Event Start: August 1, 2017

Event End: August 17, 2017

Phone: (631) 751-0066 x248

Location: Long Island Museum

Address: 1200 Route 25A, Stony Brook, NY 11790



August 8, 10 a.m. – noon

Senior Tuesday

Seniors 62 and older will enjoy a free, self-guided tour of Midnight Rum:  Long Island and Prohibition in the Visitors Center.


August 13, 2 p.m.

The New York Women Who Dismantled Prohibition

Museum of the City of New York’s Puffin Foundation Curator of Social Activism Sarah Seidman joins us for a fascinating look at the role The Women’s Organization for National Prohibition Reform played during this time period.  Hear incredible stories and learn the history behind this movement!


August 17, 5 – 8 p.m.

Summer Thursday

Enjoy a doggone good time at LIM! Children are invited to bring their favorite stuffed pup, tour the Dog Days exhibition, enjoy live music by the Cuomo Family Band, try their hand at canine crafts and have a special chance to meet some local shelter pets and service dogs! Pack a picnic and bring chairs or blankets for seating.  For a small fee, stop by the food truck for some sweet treats. This event is FREE and all ages are welcome



August 1 & 3, 10 a.m. – noon

The Artist in Me

Explore the magic of landscapes.  Our Lumen Martin Winter exhibition will inspire young artists as they create their own landscapes with paint, clay and other media.  For children in Pre-K to entering grade 1.  $65/child; $55/member.


August 8 – 11, 10 a.m. – noon

The Art of Imagination

Get in touch with your imagination.  Step back in time with a tour of the Carriage Museum and our historic buildings.  Then create projects that give the artistic techniques of yesterday a new life!  For children entering grades 1 through 3.  $150/child; $130/member.


August 8 – 11, 10 a.m. – noon

Fashion Illustration

Artist Krista Biedenbach will teach you how to design your own fantasy outfit.  Start out by sketching your design and create a whole ensemble.  For children entering grades 3 and up.  $150/child; $130/member.




Midnight Rum:  Long Island and Prohibition

Now through – September 4

An exhibit about Prohibition is an opportunity to look at an important national story as experienced through the lives of New Yorkers, both rural and urban.  The thirteen-year “noble experiment” was rooted in more than a century of activism by temperance advocates who sought to first limit alcohol consumption and then to ban it entirely.  From New York City in the west to the coastal villages on the North and South Forks, Prohibition affected nearly everyone living on Long Island during this time.  During these “dry” years, Long Island and its adjacent waters were integral to New York City’s drinking culture.  Large breweries in Brooklyn switched to making “near beer;” enterprising residents tried making their own beer, wine, and liquor; while others smuggled in foreign alcohol through Long Island’s waterways and harbors.  From cocktails to crime, the era has left an indelible impression on American culture.

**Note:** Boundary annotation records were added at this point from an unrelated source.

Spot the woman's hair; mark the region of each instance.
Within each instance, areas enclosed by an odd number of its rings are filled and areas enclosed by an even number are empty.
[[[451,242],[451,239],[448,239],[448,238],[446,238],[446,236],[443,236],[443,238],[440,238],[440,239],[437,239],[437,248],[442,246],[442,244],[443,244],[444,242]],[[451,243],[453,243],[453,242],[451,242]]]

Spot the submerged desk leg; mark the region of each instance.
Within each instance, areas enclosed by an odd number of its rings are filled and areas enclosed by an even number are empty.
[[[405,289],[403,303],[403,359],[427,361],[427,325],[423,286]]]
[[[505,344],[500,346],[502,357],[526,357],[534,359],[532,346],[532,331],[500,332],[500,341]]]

Lumen Martin Winter:  An Artist Rediscovered

June 23 – September 17

Lumen Martin Winter was an important American public artist for more than 50 years, with major murals and commissions at the United Nations, the AFL-CIO Building in Washington, DC, and the official insignia for NASA’s Apollo Lunar Landing Project.  Winter created boldly colorful and energetically expressive projects, exhibiting a wide array of influences. 


Now, for the very first time in a museum setting, Winter’s work is being re-appraised some 35 years after his death.  The Long Island Museum’s exhibition will include more than 90 works of art, from paintings to sculpture, that shed new light on this prolific but not fully appreciated artist.  The exhibition springs from a major donation of the artist’s work received by the museum in 2015 and will be accompanied by a catalog.  Covering Winter’s entire career, the exhibition attempts to bring renewed light and appreciation on the artist’s extensive projects and life. 


Dog Days:  Portraits of Man’s Best Friend

August 11 – December 30

Long Islanders love dogs. Just like today, anyone observing daily life on Long Island in the nineteenth century will find dogs to be an important part of the region’s culture. They guarded farmyards from pests and strangers, accompanied hunters and farmers as they worked, and also served as beloved family pets. Dog Days combines paintings from artists William Moore Davis, Evelina Mount, and William Sidney Mount with advertising, clothing, and photographs to offer glimpses into the lives of Long Island’s dogs at work, play and rest.